### Loading the Datasets
We will load in all our packages and our datasets all at once in the beginning.

In [2]:
# Loading all packages
import pandas as pd
import matplotlib.pyplot as plt
import seaborn as sns


In [3]:
# Loading both datasets
baby = pd.read_csv("spotify_history.csv")
toddler = pd.read_csv("spotify_additional_metadata.csv")

### Merging the Datasets
Now, we will merge our two datasets into one.

In [5]:
# Merge datasets using the common key "spotify_track_uri"
merged_data = pd.merge(baby, toddler, on="spotify_track_uri", how="inner")

# Save the new merged dataset
merged_data.to_csv("merged_spotify_data.csv", index=False)

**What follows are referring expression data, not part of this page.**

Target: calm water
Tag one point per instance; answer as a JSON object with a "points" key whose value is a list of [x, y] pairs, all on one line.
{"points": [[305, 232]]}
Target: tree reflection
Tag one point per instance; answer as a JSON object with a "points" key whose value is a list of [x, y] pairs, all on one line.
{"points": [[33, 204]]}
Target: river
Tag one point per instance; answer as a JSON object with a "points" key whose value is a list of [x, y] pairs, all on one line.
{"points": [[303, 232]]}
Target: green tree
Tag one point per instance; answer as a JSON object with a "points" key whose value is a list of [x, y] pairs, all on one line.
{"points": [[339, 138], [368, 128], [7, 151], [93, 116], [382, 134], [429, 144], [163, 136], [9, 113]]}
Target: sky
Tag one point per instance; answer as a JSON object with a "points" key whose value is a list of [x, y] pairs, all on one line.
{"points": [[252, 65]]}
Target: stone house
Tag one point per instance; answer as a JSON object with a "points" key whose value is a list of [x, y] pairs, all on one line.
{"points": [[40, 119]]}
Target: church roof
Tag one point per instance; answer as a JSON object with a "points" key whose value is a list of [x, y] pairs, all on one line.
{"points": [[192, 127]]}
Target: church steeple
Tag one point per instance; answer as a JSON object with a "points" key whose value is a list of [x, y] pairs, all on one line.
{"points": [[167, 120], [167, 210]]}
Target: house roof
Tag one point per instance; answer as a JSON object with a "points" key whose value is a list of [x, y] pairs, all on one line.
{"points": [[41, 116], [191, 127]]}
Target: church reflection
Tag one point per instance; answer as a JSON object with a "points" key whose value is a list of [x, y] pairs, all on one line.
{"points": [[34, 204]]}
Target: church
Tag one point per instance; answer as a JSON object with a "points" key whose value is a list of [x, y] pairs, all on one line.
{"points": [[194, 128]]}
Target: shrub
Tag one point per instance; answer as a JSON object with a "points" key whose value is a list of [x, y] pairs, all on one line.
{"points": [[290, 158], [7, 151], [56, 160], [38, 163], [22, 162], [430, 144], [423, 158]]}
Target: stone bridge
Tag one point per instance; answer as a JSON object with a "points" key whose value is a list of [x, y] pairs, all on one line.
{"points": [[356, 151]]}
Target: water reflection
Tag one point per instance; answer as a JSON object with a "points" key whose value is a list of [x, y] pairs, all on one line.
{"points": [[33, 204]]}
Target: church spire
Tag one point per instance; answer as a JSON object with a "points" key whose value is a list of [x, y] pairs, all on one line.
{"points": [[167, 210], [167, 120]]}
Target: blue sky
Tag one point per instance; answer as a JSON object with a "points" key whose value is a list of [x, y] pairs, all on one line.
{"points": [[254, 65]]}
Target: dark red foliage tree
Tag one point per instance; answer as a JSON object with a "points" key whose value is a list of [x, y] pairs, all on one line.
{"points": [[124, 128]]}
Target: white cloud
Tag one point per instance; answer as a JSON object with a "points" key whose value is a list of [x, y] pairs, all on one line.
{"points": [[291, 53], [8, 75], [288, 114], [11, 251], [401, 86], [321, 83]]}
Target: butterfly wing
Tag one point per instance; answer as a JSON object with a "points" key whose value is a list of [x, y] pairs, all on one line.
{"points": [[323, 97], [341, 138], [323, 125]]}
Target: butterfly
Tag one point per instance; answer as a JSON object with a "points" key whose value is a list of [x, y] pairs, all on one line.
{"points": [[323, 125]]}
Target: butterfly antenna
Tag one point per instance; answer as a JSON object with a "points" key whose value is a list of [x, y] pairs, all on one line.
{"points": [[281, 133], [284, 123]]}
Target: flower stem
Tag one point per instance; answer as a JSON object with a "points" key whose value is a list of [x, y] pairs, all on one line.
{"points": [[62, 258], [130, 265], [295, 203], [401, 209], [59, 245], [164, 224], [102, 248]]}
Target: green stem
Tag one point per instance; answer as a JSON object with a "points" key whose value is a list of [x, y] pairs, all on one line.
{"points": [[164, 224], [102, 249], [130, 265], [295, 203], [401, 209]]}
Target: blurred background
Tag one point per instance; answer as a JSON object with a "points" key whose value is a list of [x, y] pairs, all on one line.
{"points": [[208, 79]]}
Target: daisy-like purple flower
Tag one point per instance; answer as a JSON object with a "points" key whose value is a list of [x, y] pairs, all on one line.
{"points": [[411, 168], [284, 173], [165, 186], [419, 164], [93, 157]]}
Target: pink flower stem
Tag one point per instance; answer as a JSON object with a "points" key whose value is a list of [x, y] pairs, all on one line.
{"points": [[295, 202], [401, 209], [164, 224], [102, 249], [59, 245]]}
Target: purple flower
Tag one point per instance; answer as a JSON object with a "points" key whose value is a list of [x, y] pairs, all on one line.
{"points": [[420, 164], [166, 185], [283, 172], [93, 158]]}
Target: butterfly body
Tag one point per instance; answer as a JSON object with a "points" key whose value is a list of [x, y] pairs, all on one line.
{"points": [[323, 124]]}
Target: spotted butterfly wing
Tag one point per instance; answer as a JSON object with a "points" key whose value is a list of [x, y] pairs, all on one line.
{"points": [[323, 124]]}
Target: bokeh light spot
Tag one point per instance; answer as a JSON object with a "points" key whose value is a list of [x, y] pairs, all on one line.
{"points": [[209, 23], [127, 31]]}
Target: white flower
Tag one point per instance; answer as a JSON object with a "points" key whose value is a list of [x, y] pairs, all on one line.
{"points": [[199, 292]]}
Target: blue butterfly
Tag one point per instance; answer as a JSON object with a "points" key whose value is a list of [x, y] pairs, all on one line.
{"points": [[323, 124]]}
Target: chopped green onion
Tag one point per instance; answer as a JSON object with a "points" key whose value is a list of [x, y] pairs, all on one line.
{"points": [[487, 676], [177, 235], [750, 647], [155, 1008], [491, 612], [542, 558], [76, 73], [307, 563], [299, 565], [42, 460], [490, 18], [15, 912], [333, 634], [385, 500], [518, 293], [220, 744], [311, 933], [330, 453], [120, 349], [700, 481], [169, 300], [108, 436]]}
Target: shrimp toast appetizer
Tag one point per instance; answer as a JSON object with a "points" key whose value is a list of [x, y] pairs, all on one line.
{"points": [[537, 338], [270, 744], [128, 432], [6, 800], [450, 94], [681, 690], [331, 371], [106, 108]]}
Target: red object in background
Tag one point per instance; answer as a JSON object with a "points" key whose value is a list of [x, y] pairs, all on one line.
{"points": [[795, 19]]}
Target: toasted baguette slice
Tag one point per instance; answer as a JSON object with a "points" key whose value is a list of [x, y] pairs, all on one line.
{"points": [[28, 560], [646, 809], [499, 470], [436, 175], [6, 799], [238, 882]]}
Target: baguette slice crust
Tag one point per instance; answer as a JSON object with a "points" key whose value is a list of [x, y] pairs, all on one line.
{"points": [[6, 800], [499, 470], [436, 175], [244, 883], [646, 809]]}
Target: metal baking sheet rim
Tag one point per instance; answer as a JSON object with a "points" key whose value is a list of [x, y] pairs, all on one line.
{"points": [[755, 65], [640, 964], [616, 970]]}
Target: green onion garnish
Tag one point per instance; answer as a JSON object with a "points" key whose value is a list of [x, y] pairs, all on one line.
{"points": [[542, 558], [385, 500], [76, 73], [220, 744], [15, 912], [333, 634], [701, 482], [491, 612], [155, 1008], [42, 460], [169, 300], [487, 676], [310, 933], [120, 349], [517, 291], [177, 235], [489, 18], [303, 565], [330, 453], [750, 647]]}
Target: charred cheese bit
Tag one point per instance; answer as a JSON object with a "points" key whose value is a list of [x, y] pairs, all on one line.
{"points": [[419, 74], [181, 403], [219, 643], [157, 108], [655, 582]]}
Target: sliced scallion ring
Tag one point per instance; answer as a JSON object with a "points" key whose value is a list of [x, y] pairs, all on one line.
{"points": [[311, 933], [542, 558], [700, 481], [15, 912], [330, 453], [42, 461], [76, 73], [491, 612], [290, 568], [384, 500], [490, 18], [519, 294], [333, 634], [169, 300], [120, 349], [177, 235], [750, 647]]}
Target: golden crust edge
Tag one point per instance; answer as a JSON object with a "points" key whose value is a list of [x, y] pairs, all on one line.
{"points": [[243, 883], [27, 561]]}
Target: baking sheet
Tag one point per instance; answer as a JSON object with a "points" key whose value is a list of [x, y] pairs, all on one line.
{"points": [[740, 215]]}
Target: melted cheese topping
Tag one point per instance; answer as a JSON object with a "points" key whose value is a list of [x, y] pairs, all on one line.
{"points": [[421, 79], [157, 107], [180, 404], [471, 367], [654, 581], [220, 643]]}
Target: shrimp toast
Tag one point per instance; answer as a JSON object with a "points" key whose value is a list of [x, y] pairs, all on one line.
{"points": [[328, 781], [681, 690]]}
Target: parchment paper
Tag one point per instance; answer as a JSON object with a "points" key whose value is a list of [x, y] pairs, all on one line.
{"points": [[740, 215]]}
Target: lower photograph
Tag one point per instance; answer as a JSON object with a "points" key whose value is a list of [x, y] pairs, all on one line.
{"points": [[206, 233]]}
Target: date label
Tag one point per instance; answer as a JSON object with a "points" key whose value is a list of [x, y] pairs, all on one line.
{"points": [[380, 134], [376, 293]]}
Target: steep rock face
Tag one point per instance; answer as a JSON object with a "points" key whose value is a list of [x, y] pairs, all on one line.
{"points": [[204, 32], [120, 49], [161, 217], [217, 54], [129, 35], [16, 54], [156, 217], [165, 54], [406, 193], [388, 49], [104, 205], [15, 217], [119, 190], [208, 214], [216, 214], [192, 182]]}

# Display a sample of merged data
merged_data.head()

Unnamed: 0,spotify_track_uri,ts,platform,ms_played,track_name,artist_name,album_name,reason_start,reason_end,shuffle,skipped,genre,popularity,release_year,user_rating
0,2J3n32GeLmMjwuAzyhcSNe,2013-07-08 02:44:34,web player,3185,"Say It, Just Say It",The Mowgli's,Waiting For The Dawn,autoplay,clickrow,False,False,Pop,70,2015,1.3
1,1oHxIPqJyvAYHy0PVrDU98,2013-07-08 02:45:37,web player,61865,Drinking from the Bottle (feat. Tinie Tempah),Calvin Harris,18 Months,clickrow,clickrow,False,False,Rock,90,1990,4.6
2,1oHxIPqJyvAYHy0PVrDU98,2013-07-08 02:45:37,web player,61865,Drinking from the Bottle (feat. Tinie Tempah),Calvin Harris,18 Months,clickrow,clickrow,False,False,Rock,57,2009,3.9
3,487OPlneJNni3NWC8SYqhW,2013-07-08 02:50:24,web player,285386,Born To Die,Lana Del Rey,Born To Die - The Paradise Edition,clickrow,unknown,False,False,Jazz,53,1998,3.0
4,487OPlneJNni3NWC8SYqhW,2013-07-08 02:50:24,web player,285386,Born To Die,Lana Del Rey,Born To Die - The Paradise Edition,clickrow,unknown,False,False,Rock,65,2010,4.8


### Merge Explanation
I chose an _inner join_ because it ensures that only records present in both datasets are included in the final merged dataset. This:
- Removes any unmatched records from either dataset, maintaining data accuracy.
- Ensures that each spotify_track_uri in the final dataset has both playback data and additional metadata.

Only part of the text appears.